You did the right thing by giving him space, especially when you have been constantly smothering him in the relationship.
Giving him space doesn’t mean that you have a lot less communication or shared events together.
This is not healthy in a relationship, especially one that already has some longevity.
Giving him space is better when it is done in order for the other partner to have moments where they grow as a person.
Beware of taking it too far.
When you get to the point where you are afraid to call or text, worried that you are infringing on his space, you have taken this too far.
When you get to the point where you are worried about hanging out, not sure whether they are alright with that, you have taken this too far.

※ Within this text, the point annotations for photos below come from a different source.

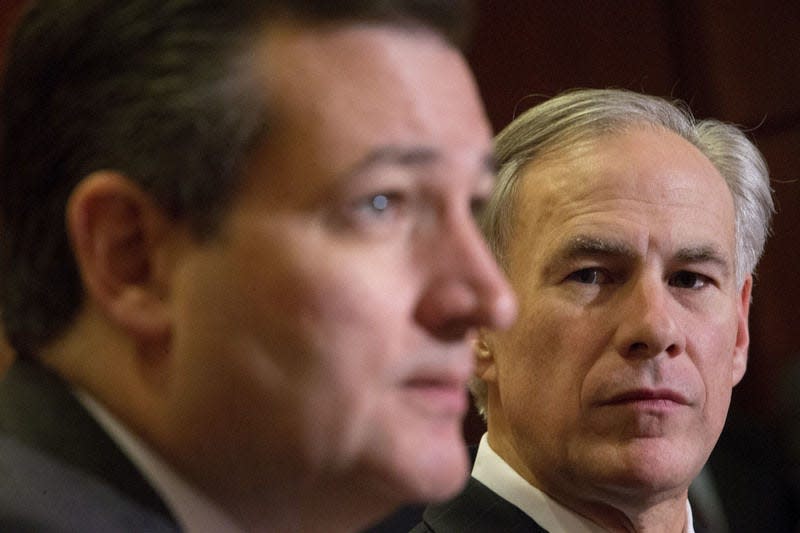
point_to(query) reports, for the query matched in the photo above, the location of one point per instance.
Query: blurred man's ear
(743, 331)
(117, 234)
(485, 368)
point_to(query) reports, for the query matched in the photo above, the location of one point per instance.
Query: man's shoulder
(59, 471)
(40, 493)
(477, 509)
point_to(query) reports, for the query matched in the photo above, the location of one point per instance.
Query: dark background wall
(736, 60)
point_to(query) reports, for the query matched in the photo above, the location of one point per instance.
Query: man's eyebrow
(409, 156)
(591, 246)
(582, 246)
(704, 254)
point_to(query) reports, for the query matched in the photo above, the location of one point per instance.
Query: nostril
(638, 347)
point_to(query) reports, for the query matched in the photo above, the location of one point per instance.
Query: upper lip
(633, 395)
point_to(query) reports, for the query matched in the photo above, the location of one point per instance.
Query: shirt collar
(491, 470)
(192, 509)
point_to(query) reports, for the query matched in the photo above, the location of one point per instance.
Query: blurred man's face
(615, 381)
(324, 334)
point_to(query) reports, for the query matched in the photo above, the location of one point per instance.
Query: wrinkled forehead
(643, 178)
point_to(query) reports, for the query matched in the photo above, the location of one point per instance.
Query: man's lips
(443, 394)
(646, 397)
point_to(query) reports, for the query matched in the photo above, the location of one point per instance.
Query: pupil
(380, 202)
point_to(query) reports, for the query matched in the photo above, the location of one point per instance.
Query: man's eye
(590, 276)
(688, 280)
(379, 204)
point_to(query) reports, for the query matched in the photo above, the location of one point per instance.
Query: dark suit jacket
(59, 471)
(477, 509)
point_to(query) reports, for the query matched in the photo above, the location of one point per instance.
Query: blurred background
(736, 60)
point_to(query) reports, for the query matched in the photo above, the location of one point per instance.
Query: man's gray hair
(582, 115)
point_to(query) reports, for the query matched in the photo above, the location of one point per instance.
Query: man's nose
(466, 288)
(647, 323)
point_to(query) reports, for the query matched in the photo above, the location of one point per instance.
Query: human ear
(742, 332)
(485, 367)
(116, 232)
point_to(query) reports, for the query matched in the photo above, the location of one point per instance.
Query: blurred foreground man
(630, 232)
(239, 263)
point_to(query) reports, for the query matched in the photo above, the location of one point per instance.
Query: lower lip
(439, 399)
(648, 404)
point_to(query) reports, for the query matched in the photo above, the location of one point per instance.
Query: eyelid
(599, 272)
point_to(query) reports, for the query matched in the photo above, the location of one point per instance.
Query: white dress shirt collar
(491, 470)
(194, 512)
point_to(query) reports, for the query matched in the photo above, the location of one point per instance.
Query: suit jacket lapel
(478, 509)
(38, 410)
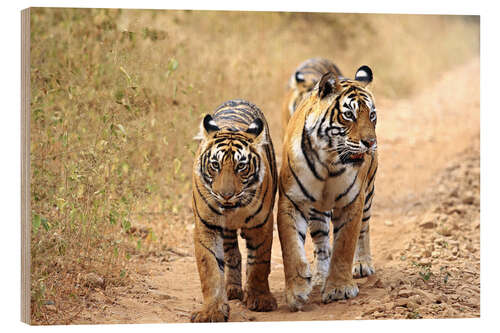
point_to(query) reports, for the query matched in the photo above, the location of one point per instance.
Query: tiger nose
(227, 195)
(368, 142)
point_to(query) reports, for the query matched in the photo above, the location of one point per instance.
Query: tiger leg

Giving him space does not mean leaving the relationship in a state of lingo.
There is a line drawn as far as how far this goes.
Give him space to pursue a hobby he loves?
Give him space to hang out with his friends, doing stuff together that they enjoy without you having to be there?
Let him have some mental space so that he doesn’t feel the need to check up on you multiple times a day solely to confirm you are happy?
These are all within the right limits and make sense.
The relationship flourishes when both partners have time apart from each other.
It’s about moderation.
Moderation keeps things going, providing space without taking things too far.
A good balance is essential.
The moments you do spend together are that much more special.
It provides scope, bringing you to a recognition that there is more to life than sharing every waking moment together.
You both uncover new facets or parts of life.
These revelations strengthen your relationship, as you both continue to grow as dynamic people.